Елена сидела в высоком обшитом атласном кресле, подобрав под себя ноги, окруженная кружевами голубого кисейного платьица. Голову ее обвивала голубая китайская шаль, которую девочка обожала накручивать на манер восточного тюрбана, пряча под нею свои крутые черные завитушки.

В руках у нее была книга, и Елена, высоко подняв ее к лицу, наморщив нос от усердия, читала вслух. Читать она научилась в прошлом году, но уже читала бойко, медленно, но не по складам, чем ужасно гордились Анна, дедушка Джованни и бабушка Сабина.
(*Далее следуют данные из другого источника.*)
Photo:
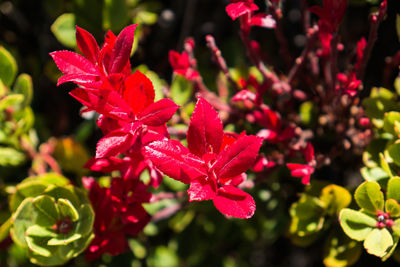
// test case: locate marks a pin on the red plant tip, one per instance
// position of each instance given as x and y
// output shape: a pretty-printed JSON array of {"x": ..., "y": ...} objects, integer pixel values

И только Алексей Васильевич, научивший дочку чтению, делал вид, что ничего в этом нет особенного. Шесть лет — пора уметь.
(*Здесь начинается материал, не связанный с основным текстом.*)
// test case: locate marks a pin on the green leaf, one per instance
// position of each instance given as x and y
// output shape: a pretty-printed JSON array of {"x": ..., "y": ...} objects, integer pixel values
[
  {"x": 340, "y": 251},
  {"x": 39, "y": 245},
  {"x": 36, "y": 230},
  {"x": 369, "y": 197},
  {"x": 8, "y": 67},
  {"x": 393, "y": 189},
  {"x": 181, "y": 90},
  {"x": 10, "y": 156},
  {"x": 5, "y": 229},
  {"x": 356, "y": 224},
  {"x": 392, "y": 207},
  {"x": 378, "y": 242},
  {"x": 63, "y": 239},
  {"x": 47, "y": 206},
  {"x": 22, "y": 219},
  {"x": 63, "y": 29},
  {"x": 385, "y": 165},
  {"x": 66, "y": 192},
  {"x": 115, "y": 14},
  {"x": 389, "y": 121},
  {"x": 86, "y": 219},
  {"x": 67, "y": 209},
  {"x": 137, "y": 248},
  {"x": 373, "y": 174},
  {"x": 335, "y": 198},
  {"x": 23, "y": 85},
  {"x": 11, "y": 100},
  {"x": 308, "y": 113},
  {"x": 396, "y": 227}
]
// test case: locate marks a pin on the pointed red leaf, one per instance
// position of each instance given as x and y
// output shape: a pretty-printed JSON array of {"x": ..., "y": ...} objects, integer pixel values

— «У лукоморья дуб зеленый;
Златая цепь на дубе том:
И днем и ночью кот ученый
Все ходит по цепи кругом…» —

читала Елена, выговаривая слова нараспев, иногда закрывая глаза, чтобы лучше увидеть лукоморье, дуб и кота.

— «Идет направо — песнь заводит,
Налево — сказку говорит.
Там чудеса: там леший бродит,
Русалка на ветвях сидит…»

— Матушка! — девочка вскинула голову от книги. — Матушка! А кто такой леший?

— Батюшка тебе говорил, ты забыла, — отозвалась из соседней комнаты Анна. — Это такой хитрый старик, что в лесу живет и всех пугает да обманывает. Лохматый, сердитый.

Елена поежилась:

— А он сюда не придет к нам, матушка?

Анна засмеялась:

— Нет, дочка, что ты! Он же в лесу живет, ему нельзя в город.

— А вдруг он захочет?

— Ну, а если и захочет, что с того? Его Август Августович сразу возьмет и выгонит. Скажет: «Поди-ка отсюда, не пугай Аленушку». Леший и убежит. Август Августович, сама знаешь, со всяким справится.

— Правда! — обрадовалась Елена. — Он никого не боится, а его все лешие испугаются. Батюшка говорил, его даже построенная комиссия боится. Матушка, а почему он не злой, а его боятся?

— Во-первых, не «построенная комиссия», а Комиссия построения, — Анна, отодвинув от себя вышивку, залилась смехом, но, отсмеявшись, повторила: — Комиссия построения. А во-вторых, его боятся не потому, что он злой. У него просто душа сильная. И он ленивых не любит. Поняла?